Liberal American Jews are often appalled by allegations of Israeli “war crimes” against Palestinians — and equally appalled by Israelis’ apparent indifference to these allegations. What is wrong with their Israeli brethren, these well-meaning Jews wonder, that they seemingly countenance such heinous acts?
Haaretz‘s woman in Ramallah, Amira Hass, unintentionally provides the answer in her citation today of the following testimony collected by Breaking the Silence, a group formed to allow ex-soldiers to “break their silence” about Israeli “war crimes”:
And there is another soldier who suddenly understood, during Operation Defensive Shield, that “the tank is a crazy source of fire. You’re moving around in (a populated area ) with all these refugee villages around and all these clumsy weapons, and you fire in a place like that. To fire with a cannon inside a neighborhood … I felt bad.
“Defensive Shield is a complicated and hysterical story … they constantly spoke in terms of war. It took me two or three months to understand … that I hadn’t returned from a war. I was in some campaign … that was worthless in many senses.

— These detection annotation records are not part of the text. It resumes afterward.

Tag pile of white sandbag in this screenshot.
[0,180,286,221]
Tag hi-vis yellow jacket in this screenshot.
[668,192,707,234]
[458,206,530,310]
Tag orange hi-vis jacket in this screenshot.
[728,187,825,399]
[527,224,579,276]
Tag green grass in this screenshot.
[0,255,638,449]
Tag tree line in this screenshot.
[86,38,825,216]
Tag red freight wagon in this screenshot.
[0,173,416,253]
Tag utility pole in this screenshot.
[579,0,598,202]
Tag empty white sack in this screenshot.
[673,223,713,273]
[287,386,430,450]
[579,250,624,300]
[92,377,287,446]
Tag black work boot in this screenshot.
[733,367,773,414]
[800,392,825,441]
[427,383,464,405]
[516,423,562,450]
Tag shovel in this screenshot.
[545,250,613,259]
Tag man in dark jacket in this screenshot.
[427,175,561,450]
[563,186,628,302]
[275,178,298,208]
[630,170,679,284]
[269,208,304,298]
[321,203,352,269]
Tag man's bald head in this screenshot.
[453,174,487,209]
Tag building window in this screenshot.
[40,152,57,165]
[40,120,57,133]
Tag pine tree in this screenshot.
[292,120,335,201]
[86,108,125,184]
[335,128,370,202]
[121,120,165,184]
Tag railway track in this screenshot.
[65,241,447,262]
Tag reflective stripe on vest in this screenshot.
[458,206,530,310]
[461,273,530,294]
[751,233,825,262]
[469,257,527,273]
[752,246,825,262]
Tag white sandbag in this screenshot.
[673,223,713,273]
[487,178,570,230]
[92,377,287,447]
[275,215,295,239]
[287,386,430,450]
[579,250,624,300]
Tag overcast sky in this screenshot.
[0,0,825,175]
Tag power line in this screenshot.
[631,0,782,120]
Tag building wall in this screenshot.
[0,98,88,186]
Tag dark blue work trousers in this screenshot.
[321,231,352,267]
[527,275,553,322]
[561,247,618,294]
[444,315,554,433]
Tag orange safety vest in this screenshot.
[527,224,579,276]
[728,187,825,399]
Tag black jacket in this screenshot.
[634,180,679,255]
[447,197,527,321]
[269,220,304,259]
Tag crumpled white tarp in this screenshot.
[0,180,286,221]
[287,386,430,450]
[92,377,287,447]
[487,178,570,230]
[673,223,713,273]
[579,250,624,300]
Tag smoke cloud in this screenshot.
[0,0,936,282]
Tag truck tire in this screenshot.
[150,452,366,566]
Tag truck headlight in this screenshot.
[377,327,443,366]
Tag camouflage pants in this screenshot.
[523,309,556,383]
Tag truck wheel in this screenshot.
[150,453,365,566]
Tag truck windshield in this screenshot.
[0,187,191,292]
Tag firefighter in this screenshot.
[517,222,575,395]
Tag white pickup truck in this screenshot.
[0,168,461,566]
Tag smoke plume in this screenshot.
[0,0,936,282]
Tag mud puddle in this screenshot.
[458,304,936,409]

“And all the time there was that terminology of shoot in every direction, at anything that moves, and all the time the word war was repeated. … To this day, I go around with the feeling that someone from the outside orchestrated the atmosphere.”
Two ostensible facts about Defensive Shield, Israel’s April 2002 incursion into the West Bank, emerge from this testimony: soldiers opened fire indiscriminately, and the operation was militarily unjustifiable to begin with — downright “worthless.” Yet both are demonstrably false.
First, Palestinian allegations of an Israeli-perpetrated “massacre” in Jenin during the operation sparked intensive investigations. Yet even the UN — not an organization known for its pro-Israel bias — concluded that the death toll in Jenin was exactly 52 Palestinians and 23 Israeli soldiers, while Human Rights Watch (another organization not known for pro-Israel bias) concluded that only 22 of those Palestinians were civilians.
Given the difficulty of fighting in a crowded urban environment where combatants and noncombatants are intermingled, and where combatants don’t even wear uniforms (making them harder to distinguish from civilians), this is an extraordinarily low civilian casualty rate, one no other Western army involved in urban warfare has matched. Thus, far from constituting indiscriminate fire, Defensive Shield exemplified the most discriminating fire imaginable.
Second, far from being “worthless,” this was one of the most successful operations in Israel’s history. The number of Israelis killed by Palestinian terror — which peaked at 449 in the intifada’s second year (September 2001-September 2002), including 134 in March 2002 alone — fell by about 50 percent a year in each of the next several years. And the main reason was Defensive Shield, launched in response to that deadly March 2002.
Allegations are rarely so easily disprovable; most pit one person or group’s word against another, with no way to know who’s right. But when organizations like Breaking the Silence treat even such patently false allegations as credible indictments, most Israelis find it hard to give their other claims any credence.